A hive at Larnoo

One of the hives at Larnoo, near Ghin Ghin.

The hives

Two hives, started in December 2025. They sit on my uncle's property — Larnoo — in the hills near Ghin Ghin, about an hour north of Melbourne.

The location is good. Open farmland, a creek line, and native bush backing onto the ranges. The bees have a lot of country to work.

I'm keeping good records, checking the brood, and watching what the colonies do season to season. The plan is to add supers when they're strong enough and expand from there.


The honey

Raw and unfiltered. It goes through a coarse strain to remove wax and debris, but nothing that takes anything useful out of it. No heating, no blending with other sources.

What it tastes like depends on when it was pulled. The spring harvest tends to be lighter and more floral — the bees hit wattle and native shrubs coming out of winter. Summer is deeper and more complex.

It will granulate eventually. That's normal — it means nothing has been done to it. Sit the jar in warm water to bring it back, or just eat it as it is.

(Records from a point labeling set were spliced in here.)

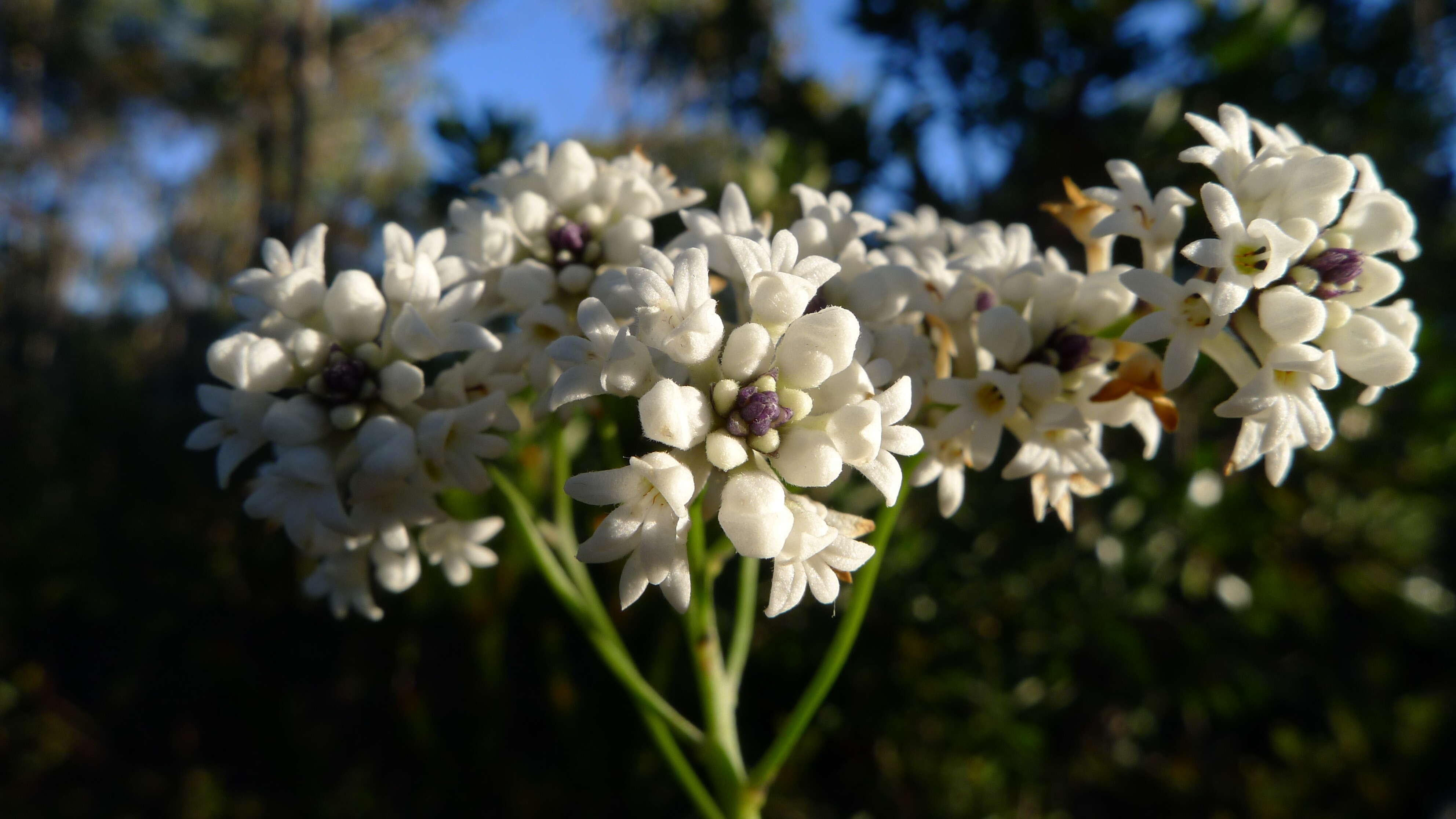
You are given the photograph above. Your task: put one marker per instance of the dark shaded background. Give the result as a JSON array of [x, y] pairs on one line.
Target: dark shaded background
[[158, 658]]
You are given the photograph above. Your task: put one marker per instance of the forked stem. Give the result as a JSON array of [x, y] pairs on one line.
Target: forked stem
[[835, 658]]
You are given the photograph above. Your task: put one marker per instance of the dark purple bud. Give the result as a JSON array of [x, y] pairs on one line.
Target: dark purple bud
[[1324, 291], [736, 426], [571, 238], [761, 411], [344, 378], [1339, 266], [756, 413], [1074, 350]]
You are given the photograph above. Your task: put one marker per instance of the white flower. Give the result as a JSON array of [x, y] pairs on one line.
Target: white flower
[[452, 444], [982, 407], [1376, 221], [354, 308], [648, 527], [343, 578], [395, 570], [608, 359], [436, 323], [676, 416], [1247, 257], [781, 285], [1231, 148], [820, 547], [484, 238], [1154, 222], [299, 490], [829, 223], [1373, 346], [861, 432], [290, 285], [755, 513], [235, 429], [458, 546], [710, 231], [925, 228], [1280, 409], [251, 363], [415, 273], [484, 374], [1060, 457], [1186, 318], [679, 314], [946, 462]]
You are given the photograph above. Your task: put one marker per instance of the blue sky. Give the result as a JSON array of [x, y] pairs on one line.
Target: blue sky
[[544, 59]]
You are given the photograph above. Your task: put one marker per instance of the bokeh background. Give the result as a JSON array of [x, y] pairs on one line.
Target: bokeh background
[[158, 658]]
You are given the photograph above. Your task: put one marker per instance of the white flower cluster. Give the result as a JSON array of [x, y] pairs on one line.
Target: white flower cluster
[[776, 401], [332, 372], [330, 375], [1292, 291], [769, 362]]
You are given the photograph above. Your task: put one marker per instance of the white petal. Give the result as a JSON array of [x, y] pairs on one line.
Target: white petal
[[816, 347], [753, 513], [401, 384]]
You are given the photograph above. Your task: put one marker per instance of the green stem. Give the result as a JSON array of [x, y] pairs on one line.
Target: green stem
[[681, 767], [603, 639], [593, 607], [723, 754], [839, 648], [743, 620]]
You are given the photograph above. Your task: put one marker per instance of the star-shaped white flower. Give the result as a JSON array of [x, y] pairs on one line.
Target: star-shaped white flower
[[819, 549], [1186, 318], [1250, 256], [648, 527], [459, 546]]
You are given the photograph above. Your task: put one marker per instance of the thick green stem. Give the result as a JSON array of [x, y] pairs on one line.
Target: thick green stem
[[723, 756], [603, 639], [592, 604], [833, 662], [743, 620], [681, 767]]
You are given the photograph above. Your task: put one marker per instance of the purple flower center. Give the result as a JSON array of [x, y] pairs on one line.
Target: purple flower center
[[570, 240], [756, 413], [1339, 266], [344, 378], [1066, 350]]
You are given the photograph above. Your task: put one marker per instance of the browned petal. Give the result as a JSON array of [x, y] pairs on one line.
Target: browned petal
[[1167, 411], [1113, 390], [944, 346]]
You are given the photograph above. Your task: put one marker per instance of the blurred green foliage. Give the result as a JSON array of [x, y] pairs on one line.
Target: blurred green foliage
[[158, 659]]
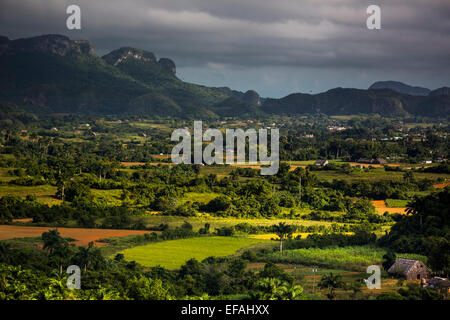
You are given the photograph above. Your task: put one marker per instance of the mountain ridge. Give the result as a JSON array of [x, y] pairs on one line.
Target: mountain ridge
[[52, 73]]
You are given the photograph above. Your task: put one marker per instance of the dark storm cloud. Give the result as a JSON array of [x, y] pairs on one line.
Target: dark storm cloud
[[222, 36]]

Supply is genuinely small. Two hives don't produce a lot. When it's gone, it's gone until the next pull.


Country near Larnoo

The country around Larnoo — river flats, hills, and high country.

The country

Larnoo is in the Yea River corridor — rolling country between the ranges and the flats, with red gums along the creek and stringybark bush climbing the ridge behind the house.

The Goulburn River winds through the landscape. The area gets cold winters and warm summers, and that seasonal difference shows up in the honey. Each pull is a record of what was flowering and what the bees decided was worth working.